My data is both image and the compressed(.npz) files that contain 3d points and labels for each 3d points(contains a minimum of 646464 points and each file size varies from 10MB to 45MB). num_workers=4, batch_size=32, points_sampled for every batch is 2048.
Total number of parameters: 13414465
train batch 1 load time 21.43259024620056s
train batch 2 load time 0.031423091888427734s
train batch 3 load time 0.004406452178955078
train batch 4 load time 0.004347562789916992
train batch 5 load time 18.13344931602478
train batch 6 load time 0.004399538040161133
train batch 7 load time 0.03353142738342285
train batch 8 load time 0.004467010498046875
train batch 9 load time 16.202253103256226
train batch 10 load time 0.8377358913421631
I understand that input file is too large and I load it from a network location, this could cause the slowdown.
- Why is it slow only after #num_workers iteration?
- How can we make it faster loading?
Thank you @ptrblck for the answer. Does this mean that using maximum possible num_workers is efficient? assuming some data loading bottleneck remains.
I think you would get the best performance using a “sane” number of workers, which depend on your overall system. E.g. 4 workers might work well for local workstations, but might not be enough for bigger servers.
Experimented and understood, thank you!
the default value of prefetch_factor is 2, why the iteration is num_workers instead of prefetch_factor * num_workers.i’m confused
prefetch_factor doesn’t accelerate the data loading so if the workers are too slow and each worker can finish to load a single batch, the slowdown will happen after these 4 batches are consumed as described in the previous post.
thank you for your answer, In the data loader source code, prefetch_ factor acts on _reset function.I increased the prefetch_factor, resulting in more obvious periodicity. As you say, prefetch_factor cannot accelerate the data loading then what is it real role.
It’s role is to create a “buffer” by adding samples to a queue so that the training doesn’t stall assuming:
- the data loading is fast enough and
- the model training workload is large enough compared to the data loading.

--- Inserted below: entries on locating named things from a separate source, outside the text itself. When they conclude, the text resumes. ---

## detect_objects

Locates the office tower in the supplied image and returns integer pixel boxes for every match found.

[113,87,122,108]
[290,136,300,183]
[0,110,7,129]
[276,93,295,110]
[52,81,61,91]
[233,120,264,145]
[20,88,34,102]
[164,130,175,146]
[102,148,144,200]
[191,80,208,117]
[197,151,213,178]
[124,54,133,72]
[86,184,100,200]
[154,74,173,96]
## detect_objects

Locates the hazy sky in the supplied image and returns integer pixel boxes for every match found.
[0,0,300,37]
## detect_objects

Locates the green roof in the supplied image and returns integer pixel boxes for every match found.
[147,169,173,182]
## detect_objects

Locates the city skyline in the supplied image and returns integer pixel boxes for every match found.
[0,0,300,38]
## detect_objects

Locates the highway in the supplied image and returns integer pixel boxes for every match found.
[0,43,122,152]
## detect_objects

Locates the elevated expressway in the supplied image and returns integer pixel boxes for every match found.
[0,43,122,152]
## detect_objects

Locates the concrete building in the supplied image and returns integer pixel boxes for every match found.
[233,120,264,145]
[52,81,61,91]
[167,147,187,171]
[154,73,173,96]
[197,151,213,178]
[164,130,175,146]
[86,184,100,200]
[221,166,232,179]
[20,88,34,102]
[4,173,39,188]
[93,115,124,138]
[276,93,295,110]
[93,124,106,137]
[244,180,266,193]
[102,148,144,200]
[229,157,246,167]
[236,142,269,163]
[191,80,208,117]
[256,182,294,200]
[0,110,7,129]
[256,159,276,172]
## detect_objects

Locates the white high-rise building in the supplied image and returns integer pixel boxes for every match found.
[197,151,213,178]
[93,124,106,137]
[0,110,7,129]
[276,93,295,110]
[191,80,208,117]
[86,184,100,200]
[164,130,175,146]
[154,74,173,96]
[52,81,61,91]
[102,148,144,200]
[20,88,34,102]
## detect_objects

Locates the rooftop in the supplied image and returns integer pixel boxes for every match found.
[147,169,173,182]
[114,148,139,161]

It seems the previous example might still be unclear so try to imagine the timeline if your workload uses:
- 10 seconds to load a single batch
- 0.25s second to train the model (forward/backward/step) using a single batch.
In this case, the initial “warmup” time will take ~10s to allow each worker to load a single batch.
The queue will now be filled with 4 ready batches. The workers will immediately start loading the next batch (as the prefetching kicks in) which will take another ~10s.
The model finishes the training using all 4 batches in 1s (4x0.25s) and has to wait for the next data to be ready. Since that’s not the case, you will see a stall in the training regardless how high the
prefetch_factor is set.
a good example helps i understand your what you mean.
but i am still confused that prefetch_factor’s action position.
the experiments’ factor: num_process =16, prefetch_factor =2
the first 32 batches took less time, i think prefetch_factor works,but after that the iteration is 16 = num_workers
so im confused that it just work in the initial.Or it works in the whole training, i understand in the wrong way.
Sorry, the image is unfortunately too small and I’m unsure what exactly it shows. Could you upload a larger version somewhere?